My where are we question of 1850-1860 has to do with agricultural economy of the south in the United States and whether it is on the rise or decline during this period. During this time period of 1850-1860 I believe we often associate the south with having huge plantations growing products such as cotton, tobacco, rice and sugar cane.
However, according to our Digital History reading, not all southern states were suitable at all for this kind of agriculture and not all southern plantations were exclusively devoted to growing these sorts of cash crops. Although not every region in the south was suitable for these crops the areas that did produce them greatly influenced the southern economy. The Souths staple products produced three fifths of the United States exports with cotton being “king” of these products. During this time period the south supplied three fourths of the entire world’s cotton for manufacturing. Because of these southern staple products, especially cotton, the south was very wealthy. The south however continually reinvested their money in the slave economy which slowed its growth in urban and industrialized areas such as mechanized manufacturing.

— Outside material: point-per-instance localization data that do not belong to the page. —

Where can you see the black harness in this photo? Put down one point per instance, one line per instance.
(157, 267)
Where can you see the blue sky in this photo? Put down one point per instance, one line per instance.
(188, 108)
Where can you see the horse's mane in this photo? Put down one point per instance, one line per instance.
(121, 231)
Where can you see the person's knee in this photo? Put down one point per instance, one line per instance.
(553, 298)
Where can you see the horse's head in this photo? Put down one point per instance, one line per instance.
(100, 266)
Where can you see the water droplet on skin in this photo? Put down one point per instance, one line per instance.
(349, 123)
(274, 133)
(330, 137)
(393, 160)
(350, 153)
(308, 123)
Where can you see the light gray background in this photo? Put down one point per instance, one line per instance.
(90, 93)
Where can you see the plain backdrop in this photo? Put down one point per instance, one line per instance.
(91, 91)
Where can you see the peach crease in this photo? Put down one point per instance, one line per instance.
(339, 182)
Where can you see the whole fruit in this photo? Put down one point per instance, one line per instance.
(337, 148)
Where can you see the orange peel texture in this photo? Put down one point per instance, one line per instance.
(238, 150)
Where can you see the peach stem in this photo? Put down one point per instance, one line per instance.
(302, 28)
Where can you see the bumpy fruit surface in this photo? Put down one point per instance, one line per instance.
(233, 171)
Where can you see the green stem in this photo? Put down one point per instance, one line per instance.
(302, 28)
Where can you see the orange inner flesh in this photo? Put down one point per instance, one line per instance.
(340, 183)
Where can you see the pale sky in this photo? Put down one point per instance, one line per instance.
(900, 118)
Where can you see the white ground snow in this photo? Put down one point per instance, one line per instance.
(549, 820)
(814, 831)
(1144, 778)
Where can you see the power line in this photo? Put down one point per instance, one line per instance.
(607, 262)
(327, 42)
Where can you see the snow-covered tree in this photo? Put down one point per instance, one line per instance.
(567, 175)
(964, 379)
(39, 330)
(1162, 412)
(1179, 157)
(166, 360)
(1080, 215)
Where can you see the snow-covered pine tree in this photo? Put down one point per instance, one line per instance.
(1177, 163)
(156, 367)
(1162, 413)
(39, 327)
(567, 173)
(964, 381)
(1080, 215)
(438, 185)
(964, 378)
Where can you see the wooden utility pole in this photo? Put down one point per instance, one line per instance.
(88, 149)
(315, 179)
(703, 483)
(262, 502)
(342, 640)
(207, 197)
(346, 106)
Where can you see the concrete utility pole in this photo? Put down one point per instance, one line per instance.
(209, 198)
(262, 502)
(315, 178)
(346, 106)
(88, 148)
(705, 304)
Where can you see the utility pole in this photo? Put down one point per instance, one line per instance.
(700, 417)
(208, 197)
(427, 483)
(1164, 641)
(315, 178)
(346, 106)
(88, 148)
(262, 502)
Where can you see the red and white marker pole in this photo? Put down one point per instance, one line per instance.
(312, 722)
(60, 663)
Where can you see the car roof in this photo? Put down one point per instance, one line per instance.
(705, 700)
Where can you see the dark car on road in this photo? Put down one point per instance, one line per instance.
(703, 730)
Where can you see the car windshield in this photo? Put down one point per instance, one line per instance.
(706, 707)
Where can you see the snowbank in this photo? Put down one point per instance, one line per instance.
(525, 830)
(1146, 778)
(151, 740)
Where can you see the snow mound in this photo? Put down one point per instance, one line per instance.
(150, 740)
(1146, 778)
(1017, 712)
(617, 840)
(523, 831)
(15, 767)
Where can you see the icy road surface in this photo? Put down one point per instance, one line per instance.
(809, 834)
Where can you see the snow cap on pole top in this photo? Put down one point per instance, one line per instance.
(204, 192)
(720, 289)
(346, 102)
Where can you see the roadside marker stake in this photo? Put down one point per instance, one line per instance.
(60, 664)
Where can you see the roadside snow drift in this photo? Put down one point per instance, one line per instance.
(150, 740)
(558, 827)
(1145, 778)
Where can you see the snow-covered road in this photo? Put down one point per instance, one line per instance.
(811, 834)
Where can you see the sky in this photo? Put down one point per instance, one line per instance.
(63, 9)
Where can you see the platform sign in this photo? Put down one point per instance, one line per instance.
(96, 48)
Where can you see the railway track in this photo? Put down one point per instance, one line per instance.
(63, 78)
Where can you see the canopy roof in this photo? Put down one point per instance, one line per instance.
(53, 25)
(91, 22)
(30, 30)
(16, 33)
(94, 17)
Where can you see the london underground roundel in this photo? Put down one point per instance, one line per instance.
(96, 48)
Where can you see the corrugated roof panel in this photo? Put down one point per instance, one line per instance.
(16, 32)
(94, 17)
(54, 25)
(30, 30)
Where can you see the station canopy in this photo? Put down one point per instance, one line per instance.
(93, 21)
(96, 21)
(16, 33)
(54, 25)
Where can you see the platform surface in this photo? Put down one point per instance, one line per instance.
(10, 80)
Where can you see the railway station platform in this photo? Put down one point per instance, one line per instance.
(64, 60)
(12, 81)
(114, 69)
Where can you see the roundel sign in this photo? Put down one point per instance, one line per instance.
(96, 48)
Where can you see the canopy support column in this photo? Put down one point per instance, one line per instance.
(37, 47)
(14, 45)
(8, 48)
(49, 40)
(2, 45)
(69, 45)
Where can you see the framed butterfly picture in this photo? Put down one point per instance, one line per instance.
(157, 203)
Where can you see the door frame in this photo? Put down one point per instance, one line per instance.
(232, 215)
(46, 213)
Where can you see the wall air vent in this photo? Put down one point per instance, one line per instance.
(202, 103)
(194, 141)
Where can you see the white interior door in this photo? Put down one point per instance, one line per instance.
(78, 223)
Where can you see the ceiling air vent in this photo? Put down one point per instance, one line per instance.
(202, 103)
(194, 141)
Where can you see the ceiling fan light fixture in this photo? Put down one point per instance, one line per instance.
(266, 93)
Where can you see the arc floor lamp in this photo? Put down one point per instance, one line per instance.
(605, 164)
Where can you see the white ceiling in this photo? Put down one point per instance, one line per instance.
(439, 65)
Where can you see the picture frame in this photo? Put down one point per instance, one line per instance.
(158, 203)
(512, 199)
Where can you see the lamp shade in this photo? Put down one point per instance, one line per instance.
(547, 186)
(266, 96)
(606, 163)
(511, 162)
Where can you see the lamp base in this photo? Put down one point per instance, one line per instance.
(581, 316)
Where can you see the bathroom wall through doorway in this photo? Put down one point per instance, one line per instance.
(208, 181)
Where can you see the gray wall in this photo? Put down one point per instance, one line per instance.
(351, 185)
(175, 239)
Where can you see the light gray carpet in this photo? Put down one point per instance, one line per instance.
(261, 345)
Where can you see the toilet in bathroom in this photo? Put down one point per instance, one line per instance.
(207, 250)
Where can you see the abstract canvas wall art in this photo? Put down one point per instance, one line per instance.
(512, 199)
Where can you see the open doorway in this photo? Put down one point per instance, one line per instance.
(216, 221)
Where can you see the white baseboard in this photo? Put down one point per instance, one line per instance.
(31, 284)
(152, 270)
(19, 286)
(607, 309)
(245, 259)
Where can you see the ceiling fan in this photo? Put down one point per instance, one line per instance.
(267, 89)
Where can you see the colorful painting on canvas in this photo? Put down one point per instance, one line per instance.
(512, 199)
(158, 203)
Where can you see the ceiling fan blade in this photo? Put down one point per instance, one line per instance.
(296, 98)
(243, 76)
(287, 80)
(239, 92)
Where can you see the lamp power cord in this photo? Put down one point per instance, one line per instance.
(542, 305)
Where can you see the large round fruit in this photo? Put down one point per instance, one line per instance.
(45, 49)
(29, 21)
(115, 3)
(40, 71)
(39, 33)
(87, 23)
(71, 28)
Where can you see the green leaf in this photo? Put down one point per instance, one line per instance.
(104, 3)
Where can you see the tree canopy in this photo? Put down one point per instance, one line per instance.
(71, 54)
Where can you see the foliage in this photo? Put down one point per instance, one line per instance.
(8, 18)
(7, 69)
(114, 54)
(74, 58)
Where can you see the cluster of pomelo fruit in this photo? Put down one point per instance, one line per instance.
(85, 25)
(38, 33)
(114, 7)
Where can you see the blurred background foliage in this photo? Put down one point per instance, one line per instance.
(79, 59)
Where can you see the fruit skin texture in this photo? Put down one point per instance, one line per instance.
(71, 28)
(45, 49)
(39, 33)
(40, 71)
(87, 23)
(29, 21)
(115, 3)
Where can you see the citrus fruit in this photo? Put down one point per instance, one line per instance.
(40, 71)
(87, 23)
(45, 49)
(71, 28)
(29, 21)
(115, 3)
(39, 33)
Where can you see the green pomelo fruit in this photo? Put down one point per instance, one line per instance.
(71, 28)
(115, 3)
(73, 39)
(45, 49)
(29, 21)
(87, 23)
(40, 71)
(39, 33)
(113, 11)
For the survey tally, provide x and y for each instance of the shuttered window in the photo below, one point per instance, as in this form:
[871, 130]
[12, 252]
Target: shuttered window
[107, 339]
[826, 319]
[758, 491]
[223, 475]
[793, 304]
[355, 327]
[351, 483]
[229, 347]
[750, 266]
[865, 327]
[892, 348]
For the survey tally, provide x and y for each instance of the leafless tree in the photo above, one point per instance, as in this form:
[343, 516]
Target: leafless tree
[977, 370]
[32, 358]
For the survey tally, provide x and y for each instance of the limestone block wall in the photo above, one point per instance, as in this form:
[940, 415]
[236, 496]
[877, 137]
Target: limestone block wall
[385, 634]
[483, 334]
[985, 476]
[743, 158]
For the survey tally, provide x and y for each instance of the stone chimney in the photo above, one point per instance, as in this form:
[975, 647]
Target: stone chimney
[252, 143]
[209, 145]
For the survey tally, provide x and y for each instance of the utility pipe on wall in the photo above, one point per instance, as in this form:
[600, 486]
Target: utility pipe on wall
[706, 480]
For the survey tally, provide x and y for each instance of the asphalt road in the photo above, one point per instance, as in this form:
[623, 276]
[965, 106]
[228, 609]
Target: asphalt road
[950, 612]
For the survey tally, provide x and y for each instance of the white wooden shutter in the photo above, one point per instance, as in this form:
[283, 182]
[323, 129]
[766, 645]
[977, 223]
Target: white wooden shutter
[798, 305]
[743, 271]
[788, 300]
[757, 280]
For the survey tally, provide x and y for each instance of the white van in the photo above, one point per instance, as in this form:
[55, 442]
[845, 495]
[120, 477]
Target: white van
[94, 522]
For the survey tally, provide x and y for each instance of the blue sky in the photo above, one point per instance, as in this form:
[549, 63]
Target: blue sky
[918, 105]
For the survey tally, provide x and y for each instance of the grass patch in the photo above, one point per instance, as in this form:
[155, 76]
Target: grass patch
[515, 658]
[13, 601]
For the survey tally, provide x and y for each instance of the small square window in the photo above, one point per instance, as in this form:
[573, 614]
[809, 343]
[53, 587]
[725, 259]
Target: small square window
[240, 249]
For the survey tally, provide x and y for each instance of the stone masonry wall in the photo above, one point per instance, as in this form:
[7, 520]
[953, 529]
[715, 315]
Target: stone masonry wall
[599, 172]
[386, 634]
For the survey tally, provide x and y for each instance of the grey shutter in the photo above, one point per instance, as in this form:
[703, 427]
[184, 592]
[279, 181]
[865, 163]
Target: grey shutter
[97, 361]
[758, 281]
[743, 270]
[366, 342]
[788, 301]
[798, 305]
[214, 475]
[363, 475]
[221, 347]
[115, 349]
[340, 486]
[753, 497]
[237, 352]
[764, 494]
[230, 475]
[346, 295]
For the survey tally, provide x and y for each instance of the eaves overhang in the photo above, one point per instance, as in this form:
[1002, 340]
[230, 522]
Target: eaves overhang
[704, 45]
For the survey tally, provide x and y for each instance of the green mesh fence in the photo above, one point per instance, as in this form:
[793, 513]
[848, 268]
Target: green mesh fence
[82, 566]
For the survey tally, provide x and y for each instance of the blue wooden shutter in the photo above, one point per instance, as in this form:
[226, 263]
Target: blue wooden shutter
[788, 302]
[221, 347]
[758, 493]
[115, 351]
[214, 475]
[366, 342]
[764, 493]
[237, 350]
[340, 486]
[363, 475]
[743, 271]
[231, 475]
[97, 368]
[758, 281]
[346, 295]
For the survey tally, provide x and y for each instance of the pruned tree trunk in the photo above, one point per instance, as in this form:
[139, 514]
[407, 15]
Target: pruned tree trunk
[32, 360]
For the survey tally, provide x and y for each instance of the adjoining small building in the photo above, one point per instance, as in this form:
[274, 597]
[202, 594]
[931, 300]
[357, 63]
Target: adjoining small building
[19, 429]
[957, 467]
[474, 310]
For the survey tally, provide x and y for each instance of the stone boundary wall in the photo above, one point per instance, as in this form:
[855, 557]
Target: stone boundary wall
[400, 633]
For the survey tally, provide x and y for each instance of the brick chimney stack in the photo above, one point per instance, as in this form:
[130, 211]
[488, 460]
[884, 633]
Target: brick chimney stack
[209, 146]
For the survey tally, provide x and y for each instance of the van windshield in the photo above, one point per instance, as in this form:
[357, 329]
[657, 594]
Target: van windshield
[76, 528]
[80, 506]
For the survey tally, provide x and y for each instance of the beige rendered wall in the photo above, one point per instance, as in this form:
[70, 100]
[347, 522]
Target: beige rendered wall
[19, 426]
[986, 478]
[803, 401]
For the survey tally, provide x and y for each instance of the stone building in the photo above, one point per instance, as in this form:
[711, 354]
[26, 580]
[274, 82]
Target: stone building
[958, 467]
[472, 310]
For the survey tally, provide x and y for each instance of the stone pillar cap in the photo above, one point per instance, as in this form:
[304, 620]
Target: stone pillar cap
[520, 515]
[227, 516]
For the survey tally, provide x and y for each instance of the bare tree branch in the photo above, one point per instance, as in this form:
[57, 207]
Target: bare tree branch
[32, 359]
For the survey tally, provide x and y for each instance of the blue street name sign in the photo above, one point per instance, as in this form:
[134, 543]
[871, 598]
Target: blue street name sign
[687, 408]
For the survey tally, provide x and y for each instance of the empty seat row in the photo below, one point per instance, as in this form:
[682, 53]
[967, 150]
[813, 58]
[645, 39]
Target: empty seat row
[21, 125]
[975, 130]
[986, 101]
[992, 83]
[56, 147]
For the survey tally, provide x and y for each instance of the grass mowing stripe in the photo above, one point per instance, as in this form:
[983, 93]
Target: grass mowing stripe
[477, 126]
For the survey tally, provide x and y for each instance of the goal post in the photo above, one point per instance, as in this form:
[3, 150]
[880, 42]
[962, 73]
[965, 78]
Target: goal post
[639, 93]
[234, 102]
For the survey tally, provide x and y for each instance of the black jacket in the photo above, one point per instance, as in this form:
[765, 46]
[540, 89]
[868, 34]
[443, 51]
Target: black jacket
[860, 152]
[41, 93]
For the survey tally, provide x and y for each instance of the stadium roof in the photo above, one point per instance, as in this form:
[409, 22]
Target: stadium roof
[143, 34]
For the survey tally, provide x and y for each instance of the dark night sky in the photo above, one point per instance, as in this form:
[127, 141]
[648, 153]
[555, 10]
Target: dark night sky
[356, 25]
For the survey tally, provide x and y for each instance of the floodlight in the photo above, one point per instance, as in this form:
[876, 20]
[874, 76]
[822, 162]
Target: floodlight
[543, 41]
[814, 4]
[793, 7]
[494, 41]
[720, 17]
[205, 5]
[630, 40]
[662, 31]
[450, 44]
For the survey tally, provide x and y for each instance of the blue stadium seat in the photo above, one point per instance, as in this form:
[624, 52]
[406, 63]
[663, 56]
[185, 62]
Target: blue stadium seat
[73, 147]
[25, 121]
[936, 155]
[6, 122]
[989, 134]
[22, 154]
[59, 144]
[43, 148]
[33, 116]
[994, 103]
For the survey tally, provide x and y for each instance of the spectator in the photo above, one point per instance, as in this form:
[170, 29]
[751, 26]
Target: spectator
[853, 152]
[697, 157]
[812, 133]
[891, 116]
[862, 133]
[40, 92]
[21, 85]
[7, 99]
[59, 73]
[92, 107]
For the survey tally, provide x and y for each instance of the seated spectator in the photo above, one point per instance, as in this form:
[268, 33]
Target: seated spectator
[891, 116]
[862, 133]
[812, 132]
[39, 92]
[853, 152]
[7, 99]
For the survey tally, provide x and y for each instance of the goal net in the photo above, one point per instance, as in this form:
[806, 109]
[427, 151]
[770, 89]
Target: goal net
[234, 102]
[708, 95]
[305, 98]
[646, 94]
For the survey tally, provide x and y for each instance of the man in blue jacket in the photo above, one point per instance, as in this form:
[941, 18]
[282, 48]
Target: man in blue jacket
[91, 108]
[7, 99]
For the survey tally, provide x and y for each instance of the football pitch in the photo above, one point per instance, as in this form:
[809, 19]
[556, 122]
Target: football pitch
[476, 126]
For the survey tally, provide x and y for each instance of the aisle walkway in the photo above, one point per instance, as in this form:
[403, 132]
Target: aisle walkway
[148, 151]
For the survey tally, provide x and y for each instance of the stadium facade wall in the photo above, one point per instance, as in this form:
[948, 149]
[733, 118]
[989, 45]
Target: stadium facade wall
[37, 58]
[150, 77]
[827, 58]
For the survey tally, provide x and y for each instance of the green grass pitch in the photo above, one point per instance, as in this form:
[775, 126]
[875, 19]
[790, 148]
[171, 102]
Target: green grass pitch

Overworking the soil also became a problem and eventually new land had to be obtained to constantly produce these products to stay competitive. During this time period the agricultural economy seemed be on the rise, cotton was at an all-time high before the war. In spite of all the wealth the south had with its agricultural products I believe its lack in industrial diversity and growth would have eventually led to its downfall.
One reason I chose this question was because I was curious if the economy had any sort of impact with the south eventually being defeated in the civil war. If they had been more diverse in their economy such as industrial development and not so preoccupied with the slave industry could it have changed history? Research methodology and sources I explored was the Digital History site, in class mdule readings and journals form Google Scholar.